Matrix Rank Calculator

Find the rank of a matrix using row echelon form with step-by-step row reduction.

Enter Matrix

Result

Matrix Rank
--
Matrix Size --
Non-zero Rows (REF) --
Nullity --

Step-by-Step Row Reduction

Rank = number of non-zero rows in row echelon form

Understanding Matrix Rank

The rank of a matrix is the dimension of the vector space spanned by its columns (or equivalently, its rows). It represents the maximum number of linearly independent column vectors (or row vectors) in the matrix. The rank gives us essential information about the system of linear equations the matrix represents.

How to Find Matrix Rank

The most common method for finding the rank of a matrix is through row reduction to row echelon form (REF). The process involves applying elementary row operations until the matrix is in upper triangular form, then counting the non-zero rows.

Elementary Row Operations

  • Row Swap: Interchange two rows (Ri ↔ Rj).
  • Scalar Multiplication: Multiply a row by a non-zero scalar (kRi).
  • Row Addition: Add a scalar multiple of one row to another (Ri + kRj).
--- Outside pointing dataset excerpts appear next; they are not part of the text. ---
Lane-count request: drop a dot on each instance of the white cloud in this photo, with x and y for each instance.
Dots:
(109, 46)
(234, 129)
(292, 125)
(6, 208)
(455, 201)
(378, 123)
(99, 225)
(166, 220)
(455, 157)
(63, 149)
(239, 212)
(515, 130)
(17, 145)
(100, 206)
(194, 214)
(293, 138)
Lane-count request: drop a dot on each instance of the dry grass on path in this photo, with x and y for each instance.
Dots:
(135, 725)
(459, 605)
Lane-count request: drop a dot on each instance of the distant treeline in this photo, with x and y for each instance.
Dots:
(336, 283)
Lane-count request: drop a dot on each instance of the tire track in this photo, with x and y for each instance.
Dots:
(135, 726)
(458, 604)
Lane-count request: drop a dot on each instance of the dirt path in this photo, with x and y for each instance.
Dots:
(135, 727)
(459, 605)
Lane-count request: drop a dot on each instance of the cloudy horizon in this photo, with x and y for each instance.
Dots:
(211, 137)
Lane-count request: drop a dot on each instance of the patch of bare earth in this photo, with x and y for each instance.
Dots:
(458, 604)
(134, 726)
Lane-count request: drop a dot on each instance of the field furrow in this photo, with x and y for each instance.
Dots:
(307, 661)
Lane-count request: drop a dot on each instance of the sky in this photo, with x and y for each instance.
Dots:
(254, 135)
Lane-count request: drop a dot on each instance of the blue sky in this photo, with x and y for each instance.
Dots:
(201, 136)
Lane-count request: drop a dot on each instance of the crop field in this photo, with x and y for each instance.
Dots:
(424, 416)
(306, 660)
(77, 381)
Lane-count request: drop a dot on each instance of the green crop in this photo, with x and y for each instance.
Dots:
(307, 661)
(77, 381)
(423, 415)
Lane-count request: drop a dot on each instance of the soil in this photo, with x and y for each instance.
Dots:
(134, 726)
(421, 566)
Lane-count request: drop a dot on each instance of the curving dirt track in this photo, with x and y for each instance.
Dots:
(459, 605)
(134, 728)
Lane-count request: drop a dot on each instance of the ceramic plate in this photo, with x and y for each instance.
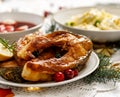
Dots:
(91, 66)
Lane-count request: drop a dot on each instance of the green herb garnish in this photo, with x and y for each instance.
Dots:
(103, 73)
(97, 22)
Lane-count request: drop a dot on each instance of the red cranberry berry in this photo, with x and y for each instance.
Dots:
(75, 72)
(59, 76)
(9, 28)
(46, 13)
(69, 73)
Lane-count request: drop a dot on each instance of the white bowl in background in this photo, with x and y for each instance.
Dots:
(24, 17)
(63, 16)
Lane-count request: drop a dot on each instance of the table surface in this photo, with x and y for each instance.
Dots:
(39, 6)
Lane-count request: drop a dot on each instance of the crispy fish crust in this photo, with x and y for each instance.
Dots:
(78, 49)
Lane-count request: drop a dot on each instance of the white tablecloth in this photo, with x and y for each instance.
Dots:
(78, 89)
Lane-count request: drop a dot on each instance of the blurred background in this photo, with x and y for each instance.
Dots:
(40, 6)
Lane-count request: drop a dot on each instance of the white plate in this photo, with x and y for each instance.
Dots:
(91, 65)
(63, 16)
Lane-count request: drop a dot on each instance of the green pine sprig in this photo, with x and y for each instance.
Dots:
(103, 73)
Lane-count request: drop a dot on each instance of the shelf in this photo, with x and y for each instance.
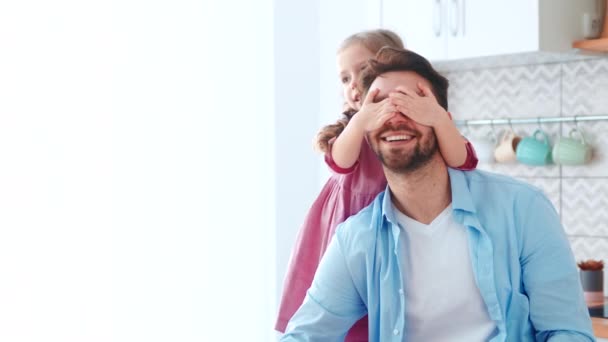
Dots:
(598, 45)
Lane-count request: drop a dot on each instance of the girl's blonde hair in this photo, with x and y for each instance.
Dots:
(373, 40)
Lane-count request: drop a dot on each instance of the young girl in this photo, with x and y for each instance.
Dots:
(358, 175)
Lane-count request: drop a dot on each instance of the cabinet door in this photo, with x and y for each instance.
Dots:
(490, 27)
(420, 24)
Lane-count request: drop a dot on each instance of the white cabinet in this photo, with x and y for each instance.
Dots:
(454, 29)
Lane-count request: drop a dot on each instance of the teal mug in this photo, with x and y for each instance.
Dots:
(572, 150)
(535, 149)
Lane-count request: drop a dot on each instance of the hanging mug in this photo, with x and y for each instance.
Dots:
(535, 149)
(505, 152)
(572, 150)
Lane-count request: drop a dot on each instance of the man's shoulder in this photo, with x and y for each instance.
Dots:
(362, 226)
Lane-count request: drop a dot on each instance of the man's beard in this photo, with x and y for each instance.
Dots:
(401, 160)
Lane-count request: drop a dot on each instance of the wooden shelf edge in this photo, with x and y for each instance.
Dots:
(599, 45)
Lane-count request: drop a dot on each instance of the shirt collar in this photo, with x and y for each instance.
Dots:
(461, 196)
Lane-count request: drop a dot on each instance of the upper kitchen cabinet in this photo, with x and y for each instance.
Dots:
(455, 29)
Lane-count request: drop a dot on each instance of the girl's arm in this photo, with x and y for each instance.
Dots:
(347, 146)
(451, 143)
(424, 109)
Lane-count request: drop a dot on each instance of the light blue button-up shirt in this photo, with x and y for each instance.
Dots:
(520, 256)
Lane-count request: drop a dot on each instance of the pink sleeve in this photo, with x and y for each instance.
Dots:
(471, 162)
(332, 164)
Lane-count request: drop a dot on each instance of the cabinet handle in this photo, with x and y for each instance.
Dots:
(437, 18)
(454, 17)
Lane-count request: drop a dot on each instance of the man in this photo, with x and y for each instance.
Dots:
(442, 255)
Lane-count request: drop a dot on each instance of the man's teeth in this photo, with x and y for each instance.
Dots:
(398, 138)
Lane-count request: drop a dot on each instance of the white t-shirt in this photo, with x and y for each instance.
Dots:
(442, 301)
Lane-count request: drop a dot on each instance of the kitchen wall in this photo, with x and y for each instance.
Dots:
(545, 87)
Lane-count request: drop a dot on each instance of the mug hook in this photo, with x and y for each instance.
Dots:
(510, 124)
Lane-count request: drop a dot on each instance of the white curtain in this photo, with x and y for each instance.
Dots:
(137, 170)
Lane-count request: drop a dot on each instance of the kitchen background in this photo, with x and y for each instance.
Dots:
(481, 90)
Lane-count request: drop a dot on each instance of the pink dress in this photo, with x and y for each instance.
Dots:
(346, 192)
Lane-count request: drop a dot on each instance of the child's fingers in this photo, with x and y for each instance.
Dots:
(407, 91)
(371, 96)
(426, 90)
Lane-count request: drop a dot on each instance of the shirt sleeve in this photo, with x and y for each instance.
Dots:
(332, 304)
(332, 164)
(471, 161)
(550, 278)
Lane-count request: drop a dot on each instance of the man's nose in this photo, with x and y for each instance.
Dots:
(396, 119)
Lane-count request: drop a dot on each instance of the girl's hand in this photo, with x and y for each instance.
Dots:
(373, 115)
(421, 107)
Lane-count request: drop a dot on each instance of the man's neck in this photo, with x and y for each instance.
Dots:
(421, 194)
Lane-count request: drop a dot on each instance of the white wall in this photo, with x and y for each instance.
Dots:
(308, 96)
(297, 109)
(136, 171)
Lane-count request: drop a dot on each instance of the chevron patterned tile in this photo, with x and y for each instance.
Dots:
(597, 137)
(517, 169)
(585, 87)
(589, 248)
(585, 206)
(523, 91)
(550, 186)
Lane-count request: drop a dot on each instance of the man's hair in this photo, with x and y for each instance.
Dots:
(391, 59)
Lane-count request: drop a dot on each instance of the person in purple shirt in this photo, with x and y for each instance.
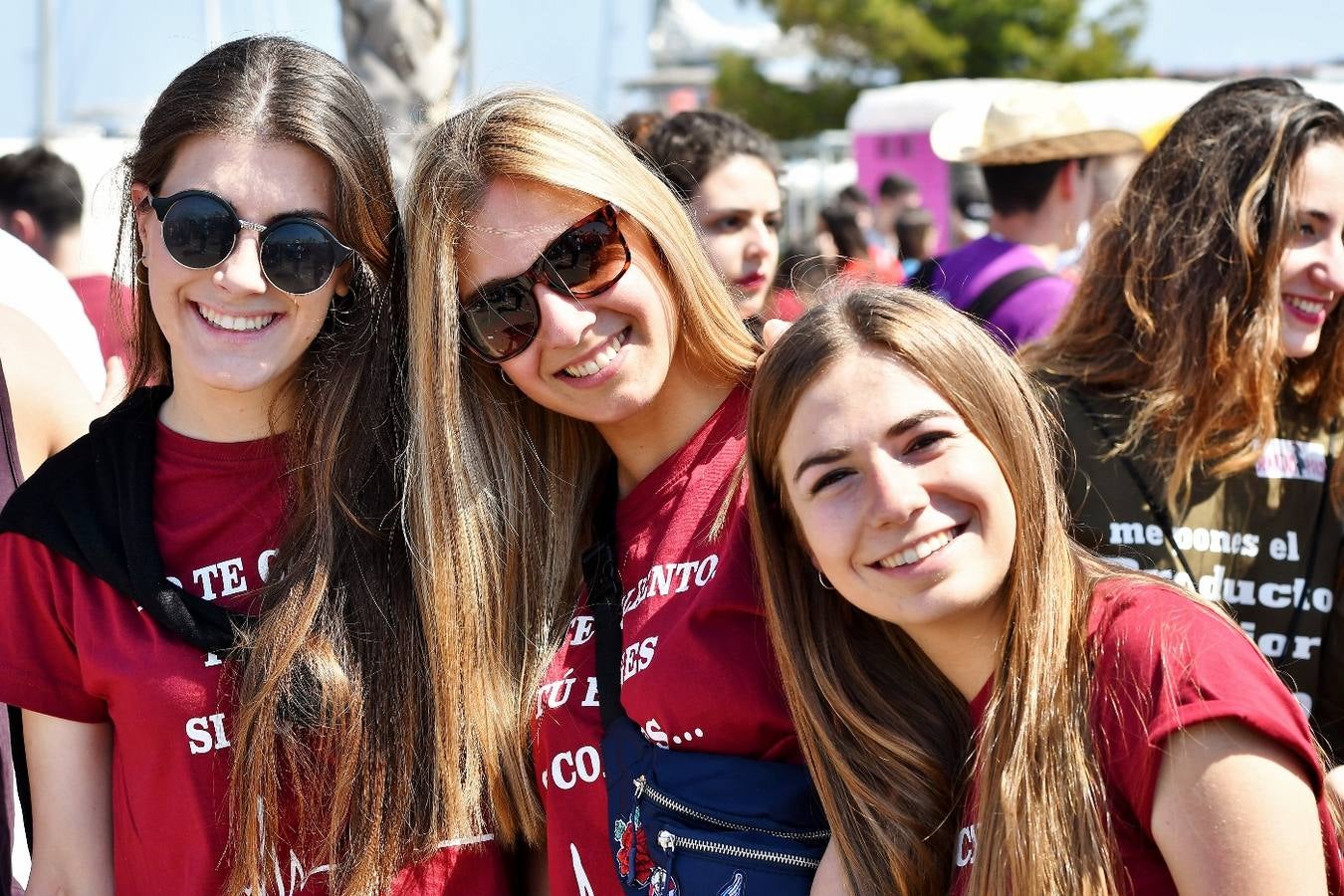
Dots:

Key Properties of Matrix Rank

Rank-Nullity Theorem

For an m x n matrix A: rank(A) + nullity(A) = n (number of columns).

rank(A) + nullity(A) = n

Rank Bounds

The rank of an m x n matrix is at most min(m, n).

rank(A) ≤ min(m, n)

Full Rank

A square n x n matrix has full rank (rank = n) if and only if it is invertible.

Full rank ⇔ det(A) ≠ 0

Transpose Property

The rank of a matrix equals the rank of its transpose.

rank(A) = rank(AT)

Applications of Matrix Rank

Matrix rank is fundamental in linear algebra and has applications in solving systems of linear equations, determining the dimension of solution spaces, data compression (via low-rank approximations), computer graphics transformations, and machine learning (principal component analysis). A system Ax = b has a solution if and only if rank(A) = rank([A|b]).

Rank and Linear Independence

If the rank of a matrix equals the number of its columns, then its column vectors are linearly independent. This is crucial for determining whether a set of vectors forms a basis for a vector space, and for understanding the structure of solutions to linear systems.